Padidan (also spelled Pad Idan) () () is a town in Naushahro Feroze district of Sindh province in Pakistan. It is located at 26° 46 North 68° 17 East and has an altitude of .

Padidan lies in jurisdiction of Noshero Feroz district. Padidan is located in the central part of Sindh along the main railway track. Padidan is also connected with Sukkur and Karachi by the main National Highway (Motor way) N-5 which is about 18 km from Padidan. The main railway line up to Peshawar and down to Karachi is the main transportation rout of citizens.

Padidan has a population of over 25,000, and a traditional Sindhi culture. The Shalwar Kameez is a common dress, many women wear Hijabs as well. Sindhi language is common here and Pakistan People's Party (PPP) is strong in the region.

While agriculture is the main source of employment for the rural population of the town, in the urban areas people are engaged in wider variety of employment, both private and government-run. The main livelihood for the town is agricultural, 70% of the population is involved in agricultural activities. Padidan city is the main trading center of this district.

During the 2022 monsoon rainfall season, Padidan has received record breaking epic level of unprecedented rains about 1,722mm since July. The rains caused flash floods as many as 23 Talukas (sub-divisions) of Sindh provision which created climatic-inducted calamity and displaced as many as 20 million people around Sindh province.

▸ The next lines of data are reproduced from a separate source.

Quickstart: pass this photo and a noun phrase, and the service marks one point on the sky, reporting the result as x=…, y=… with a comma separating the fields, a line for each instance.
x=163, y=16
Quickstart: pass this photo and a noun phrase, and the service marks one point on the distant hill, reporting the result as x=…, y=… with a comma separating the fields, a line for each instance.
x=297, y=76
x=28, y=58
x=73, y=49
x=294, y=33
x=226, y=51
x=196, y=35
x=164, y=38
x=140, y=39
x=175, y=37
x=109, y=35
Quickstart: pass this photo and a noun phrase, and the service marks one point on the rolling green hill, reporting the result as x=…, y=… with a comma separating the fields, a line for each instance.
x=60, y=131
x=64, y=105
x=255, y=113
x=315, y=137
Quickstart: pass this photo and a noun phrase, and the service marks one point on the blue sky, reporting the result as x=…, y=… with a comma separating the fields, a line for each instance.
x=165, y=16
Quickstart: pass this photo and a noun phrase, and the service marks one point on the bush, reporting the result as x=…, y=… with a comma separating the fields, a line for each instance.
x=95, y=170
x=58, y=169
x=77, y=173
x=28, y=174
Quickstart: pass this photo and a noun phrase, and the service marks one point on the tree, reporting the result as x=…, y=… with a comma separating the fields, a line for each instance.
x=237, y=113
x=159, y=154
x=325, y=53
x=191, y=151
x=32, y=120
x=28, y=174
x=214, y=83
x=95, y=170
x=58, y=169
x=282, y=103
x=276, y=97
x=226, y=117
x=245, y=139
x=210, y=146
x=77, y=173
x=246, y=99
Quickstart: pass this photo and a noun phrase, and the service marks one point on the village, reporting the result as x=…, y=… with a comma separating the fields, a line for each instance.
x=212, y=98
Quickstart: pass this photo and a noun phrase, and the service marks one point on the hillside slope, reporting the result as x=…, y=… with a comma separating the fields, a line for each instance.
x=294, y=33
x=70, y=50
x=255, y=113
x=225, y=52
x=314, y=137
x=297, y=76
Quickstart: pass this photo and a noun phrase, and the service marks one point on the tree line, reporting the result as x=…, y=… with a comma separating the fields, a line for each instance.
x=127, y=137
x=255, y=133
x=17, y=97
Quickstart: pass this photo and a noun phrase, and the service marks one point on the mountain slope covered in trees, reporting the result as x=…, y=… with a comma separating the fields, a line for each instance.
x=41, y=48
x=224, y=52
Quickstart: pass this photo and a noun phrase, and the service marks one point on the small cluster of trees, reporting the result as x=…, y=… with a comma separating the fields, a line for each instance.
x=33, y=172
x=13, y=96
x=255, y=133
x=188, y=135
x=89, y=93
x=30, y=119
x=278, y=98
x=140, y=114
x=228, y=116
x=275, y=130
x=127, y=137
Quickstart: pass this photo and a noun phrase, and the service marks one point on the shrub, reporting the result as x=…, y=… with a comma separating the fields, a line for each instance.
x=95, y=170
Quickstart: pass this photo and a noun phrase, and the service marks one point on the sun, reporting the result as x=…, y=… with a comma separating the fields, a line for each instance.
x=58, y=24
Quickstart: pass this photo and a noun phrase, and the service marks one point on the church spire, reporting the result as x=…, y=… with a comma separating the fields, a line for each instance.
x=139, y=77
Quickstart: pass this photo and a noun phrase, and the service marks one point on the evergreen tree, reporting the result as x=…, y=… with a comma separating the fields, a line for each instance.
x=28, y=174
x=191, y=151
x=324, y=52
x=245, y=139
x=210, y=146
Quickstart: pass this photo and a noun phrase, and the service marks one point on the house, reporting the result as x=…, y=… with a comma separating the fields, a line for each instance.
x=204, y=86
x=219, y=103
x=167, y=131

Government and Infrastructure 
Pardidan has an Office of Town Committee which is responsible for managing the administration setup. Government facilities in Padidan include the Padidan Basic Health Unit, Padidan Railway Station, Padidan Police Station, Pakistan Meteorological Department, among others.

Education of the town is very poor, so many private schools are available though quality is quite low. Only a single boys and girls high school is present, for the graduation students have to move forward about 18–80 km.

The town is currently facing multiple issues, such as narrow roads which cause traffic congestion in the peak hours. No academy is available for graduation studies. Poor solid waste management has resulted in severe diseases within the community. The town has only one single Basic Health Unit (BHU) which is not sufficient for the town's population. A convention hall is not available for the population of the town either, hindering the ability of the citizens to discuss issues.